Axis troops in suddenly hopeless positions gave up. Across the steppes plodded long lines of Axis prisoners hobbling to Russian bases, some to have frozen limbs amputated, stumbling toward the Volga in a Drang nach Osten such as der Führer never pictured. According to Moscow communiqués, 66,000 were seized in ten days of fighting. Into Russian hands fell quantities of booty: food, clothing, more than 50,000 rifles, 3,935 machine guns, 1,380 tanks.

It was possible that many an Italian and Rumanian and even German soldier had lost his appetite for winter combat. Though Hitler had promised his armies that they would be properly clothed, the bitter northeast winds that drove snow and sand across the endless steppes last week blinded eyes, lashed flesh, cut through coats that were lined with mole and rat skins.

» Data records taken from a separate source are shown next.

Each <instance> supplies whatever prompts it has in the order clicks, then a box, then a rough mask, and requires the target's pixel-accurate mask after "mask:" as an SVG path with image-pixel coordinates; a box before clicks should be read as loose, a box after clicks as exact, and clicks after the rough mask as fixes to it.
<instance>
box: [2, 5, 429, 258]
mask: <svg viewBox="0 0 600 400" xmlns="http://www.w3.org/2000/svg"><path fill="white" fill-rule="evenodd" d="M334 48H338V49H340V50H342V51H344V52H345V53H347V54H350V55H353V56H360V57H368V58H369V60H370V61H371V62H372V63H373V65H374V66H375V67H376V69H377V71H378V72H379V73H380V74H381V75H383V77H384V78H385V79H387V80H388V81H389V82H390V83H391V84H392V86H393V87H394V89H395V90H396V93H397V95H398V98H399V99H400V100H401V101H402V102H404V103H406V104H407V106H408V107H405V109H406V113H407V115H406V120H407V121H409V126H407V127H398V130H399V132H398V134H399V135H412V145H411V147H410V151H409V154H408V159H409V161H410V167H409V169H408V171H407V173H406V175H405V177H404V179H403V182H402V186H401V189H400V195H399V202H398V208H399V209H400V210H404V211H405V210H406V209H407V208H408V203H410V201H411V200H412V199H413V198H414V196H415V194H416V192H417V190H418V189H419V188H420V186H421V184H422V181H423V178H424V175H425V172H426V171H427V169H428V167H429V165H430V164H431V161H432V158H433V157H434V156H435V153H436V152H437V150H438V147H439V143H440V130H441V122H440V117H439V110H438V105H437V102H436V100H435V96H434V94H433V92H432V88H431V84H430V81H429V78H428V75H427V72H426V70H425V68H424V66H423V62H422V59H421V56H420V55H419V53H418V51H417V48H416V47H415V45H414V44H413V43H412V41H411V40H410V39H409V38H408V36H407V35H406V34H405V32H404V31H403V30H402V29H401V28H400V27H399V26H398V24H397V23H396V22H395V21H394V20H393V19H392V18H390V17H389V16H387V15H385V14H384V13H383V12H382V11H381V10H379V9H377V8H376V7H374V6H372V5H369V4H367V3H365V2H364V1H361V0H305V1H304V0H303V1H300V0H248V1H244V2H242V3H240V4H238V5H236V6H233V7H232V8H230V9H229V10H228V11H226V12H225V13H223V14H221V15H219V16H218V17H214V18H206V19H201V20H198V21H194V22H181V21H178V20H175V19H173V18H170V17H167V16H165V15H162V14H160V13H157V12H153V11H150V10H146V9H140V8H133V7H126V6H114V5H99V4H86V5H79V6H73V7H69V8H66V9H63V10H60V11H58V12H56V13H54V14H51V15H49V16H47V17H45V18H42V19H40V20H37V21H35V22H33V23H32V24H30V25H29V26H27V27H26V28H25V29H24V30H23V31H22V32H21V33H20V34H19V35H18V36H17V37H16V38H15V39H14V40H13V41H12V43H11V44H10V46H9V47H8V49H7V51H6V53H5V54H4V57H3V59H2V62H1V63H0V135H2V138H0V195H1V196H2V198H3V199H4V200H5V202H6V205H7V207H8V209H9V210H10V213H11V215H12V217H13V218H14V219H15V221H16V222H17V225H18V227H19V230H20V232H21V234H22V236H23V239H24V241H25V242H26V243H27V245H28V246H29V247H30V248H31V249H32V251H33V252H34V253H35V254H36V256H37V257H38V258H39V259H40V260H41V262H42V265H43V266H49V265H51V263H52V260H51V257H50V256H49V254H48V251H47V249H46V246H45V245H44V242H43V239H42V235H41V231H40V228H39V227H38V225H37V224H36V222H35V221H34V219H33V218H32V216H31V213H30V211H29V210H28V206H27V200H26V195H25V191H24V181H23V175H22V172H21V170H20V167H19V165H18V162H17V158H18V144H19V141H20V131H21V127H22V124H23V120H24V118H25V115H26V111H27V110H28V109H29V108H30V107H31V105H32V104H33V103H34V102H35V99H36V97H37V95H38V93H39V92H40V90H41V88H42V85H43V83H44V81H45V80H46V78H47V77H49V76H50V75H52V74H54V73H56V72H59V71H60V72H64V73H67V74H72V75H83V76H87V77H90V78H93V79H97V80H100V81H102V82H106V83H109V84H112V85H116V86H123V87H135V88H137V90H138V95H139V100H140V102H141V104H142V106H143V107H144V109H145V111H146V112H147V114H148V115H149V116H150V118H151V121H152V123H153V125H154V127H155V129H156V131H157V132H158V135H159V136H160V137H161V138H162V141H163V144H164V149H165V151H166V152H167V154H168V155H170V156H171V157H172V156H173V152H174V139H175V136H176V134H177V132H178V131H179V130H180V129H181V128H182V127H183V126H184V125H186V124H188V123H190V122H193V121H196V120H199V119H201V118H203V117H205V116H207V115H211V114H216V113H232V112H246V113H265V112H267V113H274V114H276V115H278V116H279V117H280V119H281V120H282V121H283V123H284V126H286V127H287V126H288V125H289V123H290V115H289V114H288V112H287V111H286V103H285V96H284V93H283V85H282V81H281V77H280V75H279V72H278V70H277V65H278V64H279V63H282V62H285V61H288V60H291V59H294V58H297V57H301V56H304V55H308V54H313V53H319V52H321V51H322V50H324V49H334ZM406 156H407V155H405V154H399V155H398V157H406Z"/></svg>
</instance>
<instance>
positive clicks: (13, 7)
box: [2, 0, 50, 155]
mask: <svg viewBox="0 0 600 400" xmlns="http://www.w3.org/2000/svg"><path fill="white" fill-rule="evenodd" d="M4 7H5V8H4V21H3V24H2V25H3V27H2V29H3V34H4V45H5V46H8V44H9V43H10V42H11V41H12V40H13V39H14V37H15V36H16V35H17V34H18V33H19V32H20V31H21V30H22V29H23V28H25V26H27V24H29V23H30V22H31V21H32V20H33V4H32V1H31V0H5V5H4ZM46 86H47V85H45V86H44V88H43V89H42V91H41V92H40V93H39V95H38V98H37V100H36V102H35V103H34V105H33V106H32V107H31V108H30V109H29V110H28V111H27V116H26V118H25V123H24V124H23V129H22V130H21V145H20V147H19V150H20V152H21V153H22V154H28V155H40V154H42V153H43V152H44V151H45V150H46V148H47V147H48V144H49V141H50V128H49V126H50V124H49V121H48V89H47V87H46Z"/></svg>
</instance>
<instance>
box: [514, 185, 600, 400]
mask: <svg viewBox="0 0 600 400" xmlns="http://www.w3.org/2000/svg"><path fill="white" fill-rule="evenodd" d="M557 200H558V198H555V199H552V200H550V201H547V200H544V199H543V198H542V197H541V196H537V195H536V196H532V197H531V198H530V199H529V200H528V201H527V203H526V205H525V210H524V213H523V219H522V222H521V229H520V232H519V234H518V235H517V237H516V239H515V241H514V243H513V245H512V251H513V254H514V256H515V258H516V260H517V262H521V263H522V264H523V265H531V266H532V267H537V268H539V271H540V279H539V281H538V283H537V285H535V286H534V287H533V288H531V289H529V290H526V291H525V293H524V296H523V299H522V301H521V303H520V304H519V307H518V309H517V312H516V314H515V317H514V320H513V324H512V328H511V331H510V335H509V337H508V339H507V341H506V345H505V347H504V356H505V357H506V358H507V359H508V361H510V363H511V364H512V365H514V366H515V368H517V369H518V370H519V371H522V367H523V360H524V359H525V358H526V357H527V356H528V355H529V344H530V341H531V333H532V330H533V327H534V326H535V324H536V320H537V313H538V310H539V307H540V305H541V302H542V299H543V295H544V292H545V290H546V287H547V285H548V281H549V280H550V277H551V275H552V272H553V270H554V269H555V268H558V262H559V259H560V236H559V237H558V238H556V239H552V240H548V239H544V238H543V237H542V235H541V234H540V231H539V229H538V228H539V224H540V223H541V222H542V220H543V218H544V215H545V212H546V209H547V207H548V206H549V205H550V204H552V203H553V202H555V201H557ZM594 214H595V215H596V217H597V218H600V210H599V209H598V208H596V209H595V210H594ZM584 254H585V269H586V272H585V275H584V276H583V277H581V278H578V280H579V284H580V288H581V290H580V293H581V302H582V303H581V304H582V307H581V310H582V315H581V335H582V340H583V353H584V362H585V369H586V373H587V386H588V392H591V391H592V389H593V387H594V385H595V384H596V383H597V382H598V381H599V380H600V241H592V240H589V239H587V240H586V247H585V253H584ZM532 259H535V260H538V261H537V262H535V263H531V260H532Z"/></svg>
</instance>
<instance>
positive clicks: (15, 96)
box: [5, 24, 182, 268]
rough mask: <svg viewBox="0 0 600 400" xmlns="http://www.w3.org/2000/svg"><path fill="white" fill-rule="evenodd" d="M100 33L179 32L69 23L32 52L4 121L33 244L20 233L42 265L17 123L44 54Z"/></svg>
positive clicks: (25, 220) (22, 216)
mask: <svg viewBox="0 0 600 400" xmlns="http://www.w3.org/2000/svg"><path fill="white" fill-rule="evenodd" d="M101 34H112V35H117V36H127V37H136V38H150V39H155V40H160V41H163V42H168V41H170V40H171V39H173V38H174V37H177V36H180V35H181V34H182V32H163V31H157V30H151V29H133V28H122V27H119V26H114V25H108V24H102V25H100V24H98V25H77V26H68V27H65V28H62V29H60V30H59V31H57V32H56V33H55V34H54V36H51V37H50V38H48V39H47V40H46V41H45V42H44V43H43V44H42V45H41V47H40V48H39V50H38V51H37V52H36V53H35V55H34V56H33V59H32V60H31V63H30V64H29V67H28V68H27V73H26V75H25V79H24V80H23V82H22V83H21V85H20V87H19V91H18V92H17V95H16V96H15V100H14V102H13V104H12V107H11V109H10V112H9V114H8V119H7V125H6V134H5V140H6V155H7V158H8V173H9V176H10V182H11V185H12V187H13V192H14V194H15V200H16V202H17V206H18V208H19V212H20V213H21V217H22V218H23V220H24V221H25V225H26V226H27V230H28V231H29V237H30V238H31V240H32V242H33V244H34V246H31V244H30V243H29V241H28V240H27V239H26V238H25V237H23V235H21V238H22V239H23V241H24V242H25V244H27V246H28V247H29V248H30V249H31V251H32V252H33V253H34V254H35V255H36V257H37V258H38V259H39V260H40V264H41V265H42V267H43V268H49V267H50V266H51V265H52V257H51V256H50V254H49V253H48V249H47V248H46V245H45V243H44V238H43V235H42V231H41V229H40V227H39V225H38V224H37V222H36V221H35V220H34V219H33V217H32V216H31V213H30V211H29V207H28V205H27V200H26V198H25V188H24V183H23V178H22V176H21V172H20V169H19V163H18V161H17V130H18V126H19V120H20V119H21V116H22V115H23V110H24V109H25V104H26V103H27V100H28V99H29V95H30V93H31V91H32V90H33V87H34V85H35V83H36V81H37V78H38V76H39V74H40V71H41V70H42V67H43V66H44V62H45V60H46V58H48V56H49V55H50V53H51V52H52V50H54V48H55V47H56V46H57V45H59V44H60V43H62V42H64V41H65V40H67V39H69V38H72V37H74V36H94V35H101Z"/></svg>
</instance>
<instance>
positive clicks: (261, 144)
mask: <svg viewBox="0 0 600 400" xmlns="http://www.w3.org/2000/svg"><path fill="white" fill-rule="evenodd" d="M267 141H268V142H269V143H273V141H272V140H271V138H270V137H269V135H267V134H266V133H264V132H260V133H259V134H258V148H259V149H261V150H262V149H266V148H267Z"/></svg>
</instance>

But a more likely explanation for the toll of prisoners was the swiftness of the Russian attack. Hitherto, Russian assaults have been battering operations carried out largely by pedestrian troops. For the first time in the war Timoshenko had mounted an agile, Panzer-type, fast-moving attack that encircled and overwhelmed. The Germans were apparently surprised as much by this as by the suddenness of the onslaught.

The Germans suffered also from lack of air support. Obviously Hitler had weakened the Luftwaffe, which once ruled Russian skies, to bolster the Axis forces in Tunisia. When the fighting began, planes of both sides were grounded in heavy mists. When the mists cleared, German air bases had been captured and many German planes had been destroyed on the ground. Then it was the Red Air Forces’ Stormoviks which took control of the air.

At Rzhev. Six hundred miles to the north, west of Moscow, the Russians had launched another offense. It began, as the one in Stalingrad began, with an artillery barrage. The Moscow front lay under a white blanket of snow. Cossack cavalrymen wrapped their horses’ hoofs in burlap to deaden the sound and get a better footing on hard crust. Artillery was mounted on skis. On their first plunge into the deep and long-held German defenses the Russians reached the village of Velikie Luki, 90 miles from the border of Latvia.

Rzhev, powerful Axis anchor, was bypassed. But the Russians claimed that the line from Rzhev to Vyazma in the south was cut. If that was true, another encirclement was developing which might isolate one of the strongest fortified positions along Germany’s whole Russian front.

It had not developed at week’s end. The Russians had isolated Velikie Luki; they had broken three rail lines and had put four German infantry divisions and one tank division to rout. But, compared to the Stalingrad offense, the Rzhev action was so far only a knocking against the German dam.

The knocking was full of potentialities. Moscow elatedly declared that it demonstrated the Soviets’ ability to launch powerful offensives in two places at once. For Hitler it added complications. His communication lines were already hard-pressed, long-extended. He would not know where the Russians might suddenly concentrate their strength, where they would strike next.

In the south, his force of 300,000 troops around Stalingrad were in danger of entrapment and annihilation. In the last ten days some 100,000 of his soldiers had been slain. A column that the Russians launched along the Stalingrad-Novoros-siisk railroad had traveled 90 miles by week’s end, could become a threat to his armies in the northern Caucasus. Those armies had already been pushed back from Ordzhonikidze and the Grozny oilfields. Now they faced the danger of being cut off. A hole anywhere along the front—from the Caucasus to Leningrad—might open the dike to a Red flood.